How to build a regular decagon
Challenges for the implementation of the construction of a regular geometric shapes train spatial perception and logic. There are many very simple tasks of this kind. Their decision comes down to modifying or combining already known examples. However, there are those on the solution of which is necessary to think. One of the trivial is the problem of how to construct a regular decagon.
You will need:
- paper; - Compasses; - Line; - Pencil.
Instruction how to construct a regular decagon
Draw a circle with a radius of any known center. Indicate on the surface of the point O, which will be the center. Choose the best solution compass legs. Set the needle in the compass point O. Draw the circle.
Draw a line segment passing through the center of the circle and intersects it at two points. With Draw the line segment passing through O point so that it crossed the line twice the circumference. One of the points of intersection draw a line and a circle mark A, the other - P1.
Draw a line segment passing through the point O and perpendicular to the segment OA. Set the compass needle to point A, set the leg of a compass with a pencil at the point P1. Draw the circle. Without changing the legs of the solution, set the compass needle to point P1. Draw the circle. Draw a line segment passing through the intersection point of the circles traced. It will take place also through O. Mark the intersection point of the segment of the circle O as B and P2.
Find a point belonging to the segment OB and equidistant from its ends. To make this action, similar to that described in the third step for constructing perpendiculars to OB, dividing it into two equal parts. Mark found a point C.
Draw the circle with center C and radius CA. Set the compass needle to point C. Place the leg of a compass with a pencil at point A. Draw a circle. Label the point of intersection of this circle with the segment OP2 as a D.
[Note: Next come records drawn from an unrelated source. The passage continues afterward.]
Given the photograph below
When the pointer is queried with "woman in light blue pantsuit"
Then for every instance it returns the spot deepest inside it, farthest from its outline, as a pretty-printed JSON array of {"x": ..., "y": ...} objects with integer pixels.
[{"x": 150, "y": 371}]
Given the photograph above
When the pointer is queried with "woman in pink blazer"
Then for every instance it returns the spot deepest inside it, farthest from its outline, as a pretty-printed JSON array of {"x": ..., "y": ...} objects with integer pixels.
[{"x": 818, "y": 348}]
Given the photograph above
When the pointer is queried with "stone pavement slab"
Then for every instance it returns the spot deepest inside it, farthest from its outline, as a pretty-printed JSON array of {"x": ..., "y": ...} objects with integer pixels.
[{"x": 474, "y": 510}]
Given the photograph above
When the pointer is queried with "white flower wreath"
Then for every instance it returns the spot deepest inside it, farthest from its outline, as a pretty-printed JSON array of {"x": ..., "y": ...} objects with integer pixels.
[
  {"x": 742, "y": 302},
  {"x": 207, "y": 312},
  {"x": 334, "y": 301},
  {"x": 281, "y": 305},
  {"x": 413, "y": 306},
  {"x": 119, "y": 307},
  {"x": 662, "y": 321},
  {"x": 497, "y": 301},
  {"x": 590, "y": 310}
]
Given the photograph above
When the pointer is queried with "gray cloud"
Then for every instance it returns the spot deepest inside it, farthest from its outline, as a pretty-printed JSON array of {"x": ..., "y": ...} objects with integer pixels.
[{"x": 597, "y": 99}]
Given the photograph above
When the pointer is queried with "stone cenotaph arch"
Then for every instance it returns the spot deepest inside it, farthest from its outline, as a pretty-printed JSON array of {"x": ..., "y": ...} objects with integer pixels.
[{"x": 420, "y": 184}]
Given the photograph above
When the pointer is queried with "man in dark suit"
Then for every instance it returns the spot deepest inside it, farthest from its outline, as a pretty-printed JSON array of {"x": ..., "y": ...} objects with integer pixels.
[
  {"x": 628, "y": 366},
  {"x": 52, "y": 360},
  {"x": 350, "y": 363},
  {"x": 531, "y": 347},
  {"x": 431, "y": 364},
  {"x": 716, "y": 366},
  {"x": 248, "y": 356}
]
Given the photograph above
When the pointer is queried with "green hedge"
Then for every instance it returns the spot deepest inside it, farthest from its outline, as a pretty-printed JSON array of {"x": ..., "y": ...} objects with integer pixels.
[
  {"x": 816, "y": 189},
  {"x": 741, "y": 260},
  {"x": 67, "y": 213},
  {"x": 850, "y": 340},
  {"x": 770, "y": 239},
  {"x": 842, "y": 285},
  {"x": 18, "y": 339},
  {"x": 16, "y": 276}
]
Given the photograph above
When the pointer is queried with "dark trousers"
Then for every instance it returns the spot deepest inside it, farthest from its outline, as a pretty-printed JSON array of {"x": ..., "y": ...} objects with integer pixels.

Construct a regular pentagon. Install the foot with a compass needle to point A. Set the leg with a pencil compass to point D. Now the length between the ends of the legs of a compass is the side of a regular pentagon inscribed in a circle with the center notch O.Sdelayte compass on the circle O in the direction of travel in a clockwise direction (the needle compasses is at point a). Designate the resulting point E. Without changing the legs of the solution, move the needle to the point E. Make one more notch. Designate a current F. In doing so, consistently build points G and H. Pairwise connect the points A, E, F, G, H segments. Figure AEFGH is a regular pentagon.
Construct a regular decagon. By segments AE, EF, FG, GH, HA construct perpendiculars, dividing them into two equal parts. Perform steps similar to those that have been described in the third step, to build dividing perpendicular to each otrezku.Stroyte perpendiculars so that they intersect a circle with center O. Let the points of intersection perpendicular to the segments AE, EF, FG, GH, HA O be the circle I, J, K, L, M and sootvetstvenno.Postroyte segments AI, IE, EJ, JF, FK, KG, GL, LH, HM, MA. AEJFKGLHM polygon will be a regular decagon.